Neuroscientifique et psychologue, Olga Klimecki mène des recherches sur l’entraînement aux émotions sociales, telles l’empathie et la compassion, et leur impact sur le comportement affectif des individus. Explications.

Vous effectuez des recherches sur l’apprentissage de la compassion. En quoi consistent-elles?

La souffrance est un problème très générique, universel. La question qui m’a intéressée était de savoir dans quelle mesure on peut se mettre en relation avec la souffrance des autres, sans se mettre soi-même en situation de détresse, ce qui m’a conduit à examiner la distinction entre empathie et compassion.

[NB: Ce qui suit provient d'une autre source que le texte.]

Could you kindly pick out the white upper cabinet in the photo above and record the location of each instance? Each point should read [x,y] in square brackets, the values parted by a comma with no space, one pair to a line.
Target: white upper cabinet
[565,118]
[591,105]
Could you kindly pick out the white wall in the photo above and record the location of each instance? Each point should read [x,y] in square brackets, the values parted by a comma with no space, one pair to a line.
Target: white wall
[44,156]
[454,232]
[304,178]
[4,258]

En quoi cette distinction est-elle pertinente?

Elle marque des rapports différents à autrui et à soi-même. Alors que l’empathie fonctionne comme un simple miroir des émotions d’autrui, la compassion implique un sentiment de bienveillance, avec la volonté d’aider la personne qui souffre. J’ai donc conçu des entraînements à la compassion et j’ai constaté que celui-ci a un impact sur l’attitude des participants, en augmentant leur prosocialité, à savoir leur capacité à agir pour le bénéfice d’autrui. Cela s’est vérifié après examen à l’IRM. Les personnes ayant suivi l’entraînement à la compassion affichaient des activités neuronales liées aux émotions positives, même lorsqu’on leur soumettait des images d’individus souffrant. Au contraire, le fait d’être trop empathique vis-à-vis de la détresse d’autrui peut conduire à des réactions similaires à un «burn out», ce qu’on appelle la fatigue empathique.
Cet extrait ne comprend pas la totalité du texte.